ASAUK Conference 2018
The University of Birmingham will host the 2018 African Studies Association of the UK (ASAUK) Conference, where a number of APRA researchers will form discussion panels across numerous conference streams.
Running from 11–13 September, the conference will host 202 panels across a breadth of disciplines that encompass the study of Africa, and provides a unique opportunity for scholars working in the field of African studies to connect with other academics, development specialists and policymakers.
APRA members Lídia Cabral, Kojo Amanor, Toendepi Shonhe and Seife Ayele have submitted individual papers to the conference, and will convene in a panel discussion for the conference stream entitled, ‘The Political Economy of Development in Africa: The Politics of Economic and Social Transformation’ – focusing on the political economy of mechanising African agriculture. The discussion will explore recent technology changes in African agriculture, with a specific emphasis on mechanisation as a vehicle for modernisation and structural transformation.

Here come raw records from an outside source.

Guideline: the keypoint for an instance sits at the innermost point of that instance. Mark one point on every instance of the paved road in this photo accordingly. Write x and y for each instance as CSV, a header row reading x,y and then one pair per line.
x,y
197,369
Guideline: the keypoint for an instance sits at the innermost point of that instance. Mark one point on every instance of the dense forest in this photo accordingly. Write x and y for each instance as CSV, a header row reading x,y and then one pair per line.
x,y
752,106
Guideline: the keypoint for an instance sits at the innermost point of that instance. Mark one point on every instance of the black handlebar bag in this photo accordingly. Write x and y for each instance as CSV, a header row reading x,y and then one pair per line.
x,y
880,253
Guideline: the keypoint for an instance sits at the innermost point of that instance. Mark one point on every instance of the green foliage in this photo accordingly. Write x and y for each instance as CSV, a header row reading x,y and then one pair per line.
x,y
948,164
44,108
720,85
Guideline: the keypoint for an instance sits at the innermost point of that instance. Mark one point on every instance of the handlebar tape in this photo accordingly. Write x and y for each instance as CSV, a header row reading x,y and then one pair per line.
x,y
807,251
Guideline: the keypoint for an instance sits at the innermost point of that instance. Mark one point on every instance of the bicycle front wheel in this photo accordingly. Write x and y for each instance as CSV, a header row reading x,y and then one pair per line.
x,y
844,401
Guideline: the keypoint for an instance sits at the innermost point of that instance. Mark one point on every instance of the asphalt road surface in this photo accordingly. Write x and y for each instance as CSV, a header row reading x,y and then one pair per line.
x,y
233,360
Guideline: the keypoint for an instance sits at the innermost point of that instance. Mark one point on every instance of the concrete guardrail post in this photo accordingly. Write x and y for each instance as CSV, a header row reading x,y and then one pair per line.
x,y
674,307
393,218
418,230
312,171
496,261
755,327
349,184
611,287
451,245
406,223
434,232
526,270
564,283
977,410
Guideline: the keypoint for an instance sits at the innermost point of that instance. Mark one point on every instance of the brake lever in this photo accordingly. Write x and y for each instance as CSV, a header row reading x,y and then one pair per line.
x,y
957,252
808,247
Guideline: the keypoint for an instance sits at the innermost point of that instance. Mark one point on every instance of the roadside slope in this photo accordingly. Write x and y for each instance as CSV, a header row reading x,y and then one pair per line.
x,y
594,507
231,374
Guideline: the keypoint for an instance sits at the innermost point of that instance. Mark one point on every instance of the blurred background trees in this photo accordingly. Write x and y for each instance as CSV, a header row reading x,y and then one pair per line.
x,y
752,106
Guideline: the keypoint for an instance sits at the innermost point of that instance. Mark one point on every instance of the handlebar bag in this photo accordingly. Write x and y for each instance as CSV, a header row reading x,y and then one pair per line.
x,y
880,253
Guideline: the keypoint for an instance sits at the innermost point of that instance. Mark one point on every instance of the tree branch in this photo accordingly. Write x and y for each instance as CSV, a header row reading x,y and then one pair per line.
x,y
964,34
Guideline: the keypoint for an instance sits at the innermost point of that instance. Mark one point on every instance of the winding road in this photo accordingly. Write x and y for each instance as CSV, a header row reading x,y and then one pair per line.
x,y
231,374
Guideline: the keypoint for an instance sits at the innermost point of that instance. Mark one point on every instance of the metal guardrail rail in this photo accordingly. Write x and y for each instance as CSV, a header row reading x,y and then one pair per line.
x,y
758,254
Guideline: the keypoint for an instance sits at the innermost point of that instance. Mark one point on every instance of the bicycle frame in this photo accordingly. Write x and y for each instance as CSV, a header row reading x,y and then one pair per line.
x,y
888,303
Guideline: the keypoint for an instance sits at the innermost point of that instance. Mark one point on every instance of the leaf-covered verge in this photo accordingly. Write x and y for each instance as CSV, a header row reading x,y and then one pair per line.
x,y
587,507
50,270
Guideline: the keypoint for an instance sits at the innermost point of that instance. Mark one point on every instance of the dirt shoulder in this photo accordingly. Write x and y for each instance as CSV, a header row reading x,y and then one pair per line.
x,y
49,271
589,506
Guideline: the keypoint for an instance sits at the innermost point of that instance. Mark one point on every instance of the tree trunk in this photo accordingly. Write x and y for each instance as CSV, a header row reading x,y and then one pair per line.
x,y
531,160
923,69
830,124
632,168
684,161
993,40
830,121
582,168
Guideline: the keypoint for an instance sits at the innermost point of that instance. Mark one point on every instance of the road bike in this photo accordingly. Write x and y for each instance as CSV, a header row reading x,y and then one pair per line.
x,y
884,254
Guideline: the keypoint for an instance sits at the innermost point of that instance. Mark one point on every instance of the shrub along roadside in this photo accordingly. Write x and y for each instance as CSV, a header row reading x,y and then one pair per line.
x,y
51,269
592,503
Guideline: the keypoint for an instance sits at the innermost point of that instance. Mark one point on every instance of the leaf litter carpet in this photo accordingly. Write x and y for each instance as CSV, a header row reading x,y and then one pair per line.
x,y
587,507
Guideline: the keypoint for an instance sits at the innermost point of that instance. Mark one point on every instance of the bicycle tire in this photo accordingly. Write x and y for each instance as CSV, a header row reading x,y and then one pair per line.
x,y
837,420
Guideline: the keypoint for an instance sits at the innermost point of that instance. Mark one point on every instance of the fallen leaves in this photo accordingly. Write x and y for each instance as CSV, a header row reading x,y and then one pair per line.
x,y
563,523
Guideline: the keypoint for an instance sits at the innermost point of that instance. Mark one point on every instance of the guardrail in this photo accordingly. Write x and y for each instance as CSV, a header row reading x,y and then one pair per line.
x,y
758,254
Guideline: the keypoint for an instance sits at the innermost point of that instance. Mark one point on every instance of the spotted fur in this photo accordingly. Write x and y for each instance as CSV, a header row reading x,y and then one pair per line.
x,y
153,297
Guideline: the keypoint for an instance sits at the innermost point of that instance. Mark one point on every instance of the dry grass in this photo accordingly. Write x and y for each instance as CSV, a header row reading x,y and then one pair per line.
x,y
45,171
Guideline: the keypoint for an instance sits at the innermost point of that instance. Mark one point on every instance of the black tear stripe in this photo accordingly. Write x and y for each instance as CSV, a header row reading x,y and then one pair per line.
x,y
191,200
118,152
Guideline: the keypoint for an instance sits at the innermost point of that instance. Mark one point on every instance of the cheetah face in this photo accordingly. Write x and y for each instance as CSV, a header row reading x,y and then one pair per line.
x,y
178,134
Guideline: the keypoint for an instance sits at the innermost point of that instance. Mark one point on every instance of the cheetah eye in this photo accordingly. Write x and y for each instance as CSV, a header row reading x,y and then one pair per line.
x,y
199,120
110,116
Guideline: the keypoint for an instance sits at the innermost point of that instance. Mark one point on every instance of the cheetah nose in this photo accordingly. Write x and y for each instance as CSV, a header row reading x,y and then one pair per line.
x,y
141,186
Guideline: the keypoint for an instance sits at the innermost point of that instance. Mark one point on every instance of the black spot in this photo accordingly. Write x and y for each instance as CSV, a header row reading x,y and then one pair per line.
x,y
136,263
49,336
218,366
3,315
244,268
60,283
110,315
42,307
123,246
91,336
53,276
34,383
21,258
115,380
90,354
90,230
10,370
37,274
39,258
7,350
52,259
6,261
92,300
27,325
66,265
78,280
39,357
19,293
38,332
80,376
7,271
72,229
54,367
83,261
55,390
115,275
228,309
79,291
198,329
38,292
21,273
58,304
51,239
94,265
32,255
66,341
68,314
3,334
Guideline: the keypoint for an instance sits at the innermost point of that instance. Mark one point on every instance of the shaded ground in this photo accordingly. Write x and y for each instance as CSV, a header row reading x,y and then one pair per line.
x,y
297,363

Topics of interest will include the role of the state and changing state-business relations in agricultural mechanisation; the emergence of new aid/trade opportunities arising primarily from South-South cooperation; and the creation of new business opportunities that have coincided with structural agrarian change – and the rise of medium-scale farmers in particular. Toendepi Shonhe will also take part in a second stream – Land Policy Transformation, Accumulation and Dispossession in Rural and Peri-Urban Africa, where his focal topic will be ‘The Agrarian Question and the New Agrarian Economy in Zimbabwe’s Countryside’.
Elsewhere, APRA members Jeremy Lind and Ian Scoones are convening a stream of five panels, including 17 papers, titled ‘Precarious Prospects: Corridors, Grabs and Extractions at the Pastoral Margins’, and involving APRA members, Fana Gebresenbet and Ngala Chome. Using case studies from Tanzania, Kenya, Ethiopia and Somalia, the stream’s sessions will explore the reconfiguration of land ownership and use that has helped to usher in a new politics of land and investment in the pastoral regions of East Africa. In particular, the discussion will focus on the intersections between patterns of elite accumulation, and changing land politics.